Baby CPT

by Martin Ott

 

I am the only one alone with my rubber

doll weighted with beebees, my lifeless

 

baby with lips parted so I can stick

a finger down her throat to scoop out

 

imaginary food matter and regurgitation.

My wife is home sick in bed and I copiously

 

take notes. There are many ways to kill

a baby, I find, but just one way to give life.

 

I learned this from my father or mother,

the Sunday comics or the pink flamingos

 

on the lawn, the first zeppelin to go down

in flames or Julie Zelinski's bra in the back

 

row of the State Theater. She knew better

than I the consequences of such storytelling.

 

I am the only one alone with my life-size

baby surrogate - around me are couples,

 

grandparents, whole families taking turns

huffing and blowing hard into balloon lungs,

 

pressing fingers below the sternum to start

the heart.

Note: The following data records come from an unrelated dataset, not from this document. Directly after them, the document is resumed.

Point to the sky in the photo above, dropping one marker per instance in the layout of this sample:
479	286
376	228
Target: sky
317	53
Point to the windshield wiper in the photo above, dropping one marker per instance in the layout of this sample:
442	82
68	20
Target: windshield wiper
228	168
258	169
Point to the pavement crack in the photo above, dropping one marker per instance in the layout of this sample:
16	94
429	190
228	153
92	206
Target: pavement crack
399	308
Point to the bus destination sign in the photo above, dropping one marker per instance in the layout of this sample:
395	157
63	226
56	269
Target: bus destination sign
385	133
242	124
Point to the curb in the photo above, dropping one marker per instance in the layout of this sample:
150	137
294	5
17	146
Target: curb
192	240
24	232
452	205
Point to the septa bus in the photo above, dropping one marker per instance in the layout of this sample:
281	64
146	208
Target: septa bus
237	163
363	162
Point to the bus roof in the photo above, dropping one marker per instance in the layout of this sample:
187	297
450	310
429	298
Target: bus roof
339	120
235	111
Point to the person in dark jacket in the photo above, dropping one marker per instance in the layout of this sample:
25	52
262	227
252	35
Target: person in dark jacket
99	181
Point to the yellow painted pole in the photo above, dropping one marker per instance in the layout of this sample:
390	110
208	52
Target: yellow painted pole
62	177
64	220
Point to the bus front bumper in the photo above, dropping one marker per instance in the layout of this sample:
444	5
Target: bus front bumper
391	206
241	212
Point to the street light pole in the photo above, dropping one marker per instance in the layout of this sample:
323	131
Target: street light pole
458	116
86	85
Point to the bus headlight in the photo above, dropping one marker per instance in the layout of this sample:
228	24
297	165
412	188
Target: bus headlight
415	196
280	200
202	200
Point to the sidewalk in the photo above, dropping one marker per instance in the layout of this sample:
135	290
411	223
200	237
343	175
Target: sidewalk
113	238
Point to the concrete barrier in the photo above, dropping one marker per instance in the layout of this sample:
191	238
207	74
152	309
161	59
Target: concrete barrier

All I can think about are lips:

 

how many of them have kissed my baby

doll and if this makes me a terrible father.

 

I am told when to hold my infant upside down,

and what poisons to treat with charcoal,

 

and the thin cap that covers their heads

when they've been wrested from their first

 

long, wet dream. I am the only one alone

with my baby ­ I bounce her nervously

 

on my knee. There are so many ways

to fail and too many adults still crawling

 

through life on scraped knees, with night sweats

and tantrums and lights on above their beds.

 

Hands are raised around the room, questions

Asked, the eyes of mothers resting on me.

 

But all I can think about is what my daughter

will see first ­ my hands reaching out to catch her

 

or the shadows they'll throw on her as she cries

from the cold, already a traveler into the light.